Falávamos ao cruzar a calçada ou nas divertidas caronas até o centro da cidade — porque sim, moramos num antigo quase meio rural — , a caminho do trabalho. Foi durante as caronas que eu soube dela estar indo ao pilates e à fisioterapia, que achava a casa grande demais depois dos filhos ganharem mundo, que manter tudo limpo dava trabalho, que ela tinha alugado uma das garagens a outro vizinho e ir até a “cidade” era uma boa diversão. Soube que o João estava em colheita, que a saudade da neta era enorme, que tinha ido visitar o filho e que as gurias estavam se preparando para vir passar as festas do final de ano.

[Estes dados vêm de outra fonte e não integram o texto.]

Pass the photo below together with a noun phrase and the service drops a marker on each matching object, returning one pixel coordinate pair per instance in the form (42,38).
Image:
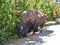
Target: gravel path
(49,37)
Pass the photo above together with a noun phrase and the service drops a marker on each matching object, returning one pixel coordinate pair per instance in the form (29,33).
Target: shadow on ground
(35,39)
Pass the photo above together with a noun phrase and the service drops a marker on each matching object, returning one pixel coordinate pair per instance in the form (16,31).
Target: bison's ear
(21,28)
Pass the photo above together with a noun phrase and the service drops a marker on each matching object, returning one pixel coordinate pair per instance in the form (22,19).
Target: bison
(30,20)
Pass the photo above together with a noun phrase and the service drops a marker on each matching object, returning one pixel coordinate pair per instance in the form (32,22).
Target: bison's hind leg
(35,29)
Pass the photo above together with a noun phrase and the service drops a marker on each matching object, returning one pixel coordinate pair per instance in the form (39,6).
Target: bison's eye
(21,28)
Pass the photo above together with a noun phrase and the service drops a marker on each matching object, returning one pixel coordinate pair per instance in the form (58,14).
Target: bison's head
(21,29)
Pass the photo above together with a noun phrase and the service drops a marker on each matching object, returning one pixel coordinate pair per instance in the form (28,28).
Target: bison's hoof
(40,31)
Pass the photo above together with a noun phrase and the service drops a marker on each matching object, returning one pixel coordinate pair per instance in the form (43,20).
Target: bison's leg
(41,27)
(35,29)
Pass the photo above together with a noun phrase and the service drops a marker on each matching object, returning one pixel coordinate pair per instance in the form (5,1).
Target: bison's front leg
(41,27)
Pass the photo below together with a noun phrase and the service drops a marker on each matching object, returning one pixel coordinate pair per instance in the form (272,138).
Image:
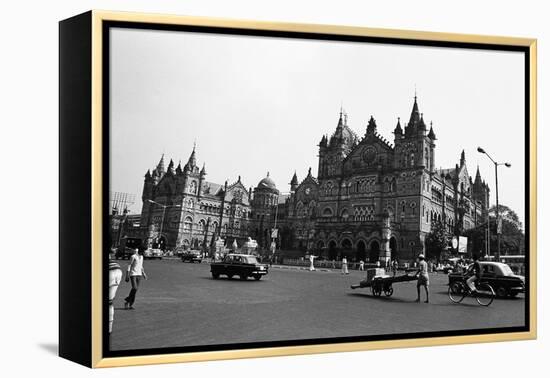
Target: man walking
(115,276)
(133,274)
(311,260)
(395,265)
(423,278)
(344,265)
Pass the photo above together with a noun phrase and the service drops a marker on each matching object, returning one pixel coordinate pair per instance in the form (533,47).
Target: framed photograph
(234,189)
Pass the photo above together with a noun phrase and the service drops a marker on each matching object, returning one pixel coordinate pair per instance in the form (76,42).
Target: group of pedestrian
(134,273)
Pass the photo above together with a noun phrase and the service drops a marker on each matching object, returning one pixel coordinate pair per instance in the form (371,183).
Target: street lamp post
(499,230)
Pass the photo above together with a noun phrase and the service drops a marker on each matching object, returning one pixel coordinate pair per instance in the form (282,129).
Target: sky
(255,105)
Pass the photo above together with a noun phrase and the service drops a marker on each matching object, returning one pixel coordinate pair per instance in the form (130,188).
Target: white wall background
(28,151)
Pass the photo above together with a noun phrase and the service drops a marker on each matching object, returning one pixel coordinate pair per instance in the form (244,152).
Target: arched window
(427,158)
(344,214)
(327,212)
(193,187)
(188,223)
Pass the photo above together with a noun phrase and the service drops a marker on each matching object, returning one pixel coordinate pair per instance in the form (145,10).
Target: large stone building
(181,208)
(371,199)
(374,201)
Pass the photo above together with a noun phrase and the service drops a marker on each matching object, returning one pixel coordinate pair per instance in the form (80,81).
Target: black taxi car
(240,265)
(499,275)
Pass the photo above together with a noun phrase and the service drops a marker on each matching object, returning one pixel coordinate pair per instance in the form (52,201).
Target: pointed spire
(398,130)
(371,127)
(421,124)
(170,167)
(415,113)
(160,165)
(294,179)
(192,162)
(478,177)
(431,134)
(323,142)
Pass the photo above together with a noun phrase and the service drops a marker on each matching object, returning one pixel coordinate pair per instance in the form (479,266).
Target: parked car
(499,276)
(240,265)
(124,253)
(153,253)
(191,256)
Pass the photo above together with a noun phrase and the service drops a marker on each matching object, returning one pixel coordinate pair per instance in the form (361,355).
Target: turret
(398,131)
(294,182)
(431,134)
(170,170)
(371,127)
(179,171)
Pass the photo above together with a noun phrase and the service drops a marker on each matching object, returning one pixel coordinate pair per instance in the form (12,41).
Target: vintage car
(243,266)
(499,276)
(153,253)
(191,255)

Foi também quando ela soube que eu achava lindas as árvores da calçada a fornecerem uma rica sombra no calor escaldante do verão sulista e em uma delas, depois de uma tempestade, encontrara a gatinha que fugira da Carmem (outra vizinha), que a Flor (cocker spanish da Melina, minha filha) adorava correr e rolar na sempre aparada e verde grama a circundar a casa dela, que eu sempre levava um saquinho para recolher resíduos da bichinha porque morreria se ficasse alguma caca por ali, que as suas bergamoteiras davam um colorido especial à rua quando era época de frutas e as bananeiras emolduravam a paisagem dos fundos para a minha casa.

Nesse dia me ofereceu, generosamente, a sombra das árvores para estacionar o carro nos dias de sol. Nunca usei, mas fiquei profundamente grata.

Partilhávamos a preocupação/cuidado com outra vizinha mais velha (só na idade), amiga de ambas e que mora sozinha numa casa próxima às nossas, também com os cachorros que eram abandonados na nossa rua e, por um tempo, tiveram abrigo na entrada lateral da casa dela até serem acolhidos por outra vizinha.

Cleci partiu na manhã de hoje, 22, depois de uma dura luta contra o covid. Foi encontrar o João, o irmão do João e o marido da Rose(filha) que partiram também. Foi levada antes da vacina chegar a ela e ao João. Uma tragédia que poderia ter sido evitada.

Eu responsabilizo esse (des) governo pela catástrofe diária que nos assola. Cleci, João e os seus não são números a somar estatísticas. São vidas e histórias que fazem sentido.

Sei que não terei mais a risada agradável ao chegar à esquina, nem a companhia alegre no percurso até o centro da cidade. Não terei mais os vizinhos de tantos anos e nem perceberei a energia que compunha aquela casa, naquele lugar.

Não sei como os filhos se reinventarão nesse processo tão doloroso, mas espero que tenham força para recompor a vida e fortalecer os laços afetivos. Pais sempre deixam um legado para além do material.

Gostaria que soubessem que a dor é também nossa. Eles farão uma falta enorme no nosso cantão.

Nossa impotência diante do que parece ser uma roleta russa — nunca se sabe apesar dos inúmeros e múltiplos cuidados — , só será abrandada com a vacinação em massa. Única solução plausível para essa tragédia. Por hora, fica a revolta diante da irresponsabilidade de quem deveria tomar à frente no combate à pandemia.